Ohio Rail Development Commission Executive Director Matthew Dietrich outlined the details of the project Wednesday at Lima Mayor David Berger’s weekly news conference. The project centers around an interchange near Sugar Street where the north-south Indiana and Ohio railway an the east-west Chicago, Fort Wayne and Eastern railways intersect.
“It’s called the Sugar Street interlocking,” Dietrich said. “You can think of it as a traffic light. Right now, there’s just a stop sign, and we’re upgrading it to a modern traffic light.”
An interlocking is designed to use signals to prevent trains from colliding at intersections. Dietrich said the circuitry at the Sugar Street interlocking is antiquated and has been in need of replacement.
“There’s continuous problems and it results in backups,” he said. “Going south, it would affect East Wayne, North Street, High Street all the way down to Elm Street. On the east, it’s Pine, Jackson, Main, Elizabeth and West Streets. Whenever there’s a problem here, trains have to stop and back up.”
The installation of new circuitry would allow trains to notify the interlocking of their approach while still outside the city. In the event of another train blocking the interchange, that train can stop and wait while still outside city limits and away from crossings.
Additionally, the project would include installing a connection track in the northwest quadrant of the interchange, permitting easier transitions from one railway to the other.
“When we put all this together, it won’t solve all our congestion problems in the city of Lima and in Allen County, but it’s a good start,” Dietrich said. “It’s a linchpin project. If we get this fixed, then we can look at some of the other connection issues and address some of the other congestion issues.”
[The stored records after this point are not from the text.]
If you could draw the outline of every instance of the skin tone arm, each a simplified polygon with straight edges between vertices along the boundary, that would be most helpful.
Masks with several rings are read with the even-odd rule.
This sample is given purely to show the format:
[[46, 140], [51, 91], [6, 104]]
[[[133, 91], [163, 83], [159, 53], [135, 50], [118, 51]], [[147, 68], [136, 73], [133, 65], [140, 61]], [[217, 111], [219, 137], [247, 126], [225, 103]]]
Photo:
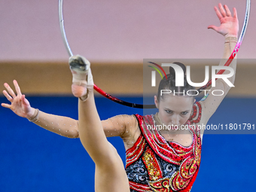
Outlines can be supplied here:
[[[9, 108], [18, 116], [28, 119], [34, 119], [38, 112], [38, 119], [33, 121], [36, 125], [65, 137], [79, 138], [78, 120], [35, 110], [30, 106], [25, 95], [22, 94], [18, 83], [15, 80], [14, 85], [17, 93], [8, 84], [4, 84], [6, 90], [4, 90], [3, 93], [11, 104], [2, 103], [2, 107]], [[136, 126], [137, 123], [133, 115], [117, 115], [101, 122], [107, 137], [120, 136], [123, 141], [128, 140], [128, 143], [130, 138], [134, 134], [132, 130]], [[127, 145], [126, 142], [124, 144], [127, 148], [129, 145]], [[130, 143], [130, 145], [133, 144]]]
[[[227, 5], [224, 5], [223, 7], [221, 4], [219, 4], [218, 8], [220, 11], [217, 7], [215, 7], [215, 11], [220, 20], [221, 26], [219, 27], [209, 26], [208, 28], [214, 29], [225, 38], [224, 53], [219, 64], [219, 66], [224, 66], [236, 47], [239, 31], [239, 23], [236, 8], [233, 9], [233, 16], [232, 16], [232, 14]], [[230, 63], [230, 67], [232, 67], [236, 73], [236, 59], [234, 59]], [[227, 70], [224, 72], [224, 74], [229, 73], [230, 72]], [[228, 80], [233, 84], [235, 81], [235, 75], [228, 78]], [[209, 94], [206, 99], [204, 101], [200, 101], [204, 114], [203, 117], [202, 117], [201, 123], [204, 125], [206, 124], [207, 121], [217, 110], [218, 105], [221, 104], [230, 88], [231, 87], [229, 87], [229, 85], [227, 85], [222, 79], [218, 79], [216, 81], [215, 87], [212, 87], [210, 89]], [[214, 96], [211, 93], [212, 93], [215, 90], [221, 90], [224, 93], [222, 96]]]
The commission had unsuccessfully attempted to obtain a grant for the project. However, the most recent transportation bill gave the commission additional financial flexibility to fund the installation.
Lima City Council will vote Monday on legislation to grant an easement of 0.1 acres of city-owned property for the project, which is set to begin in the fall and be completed either by the end of the year or next spring.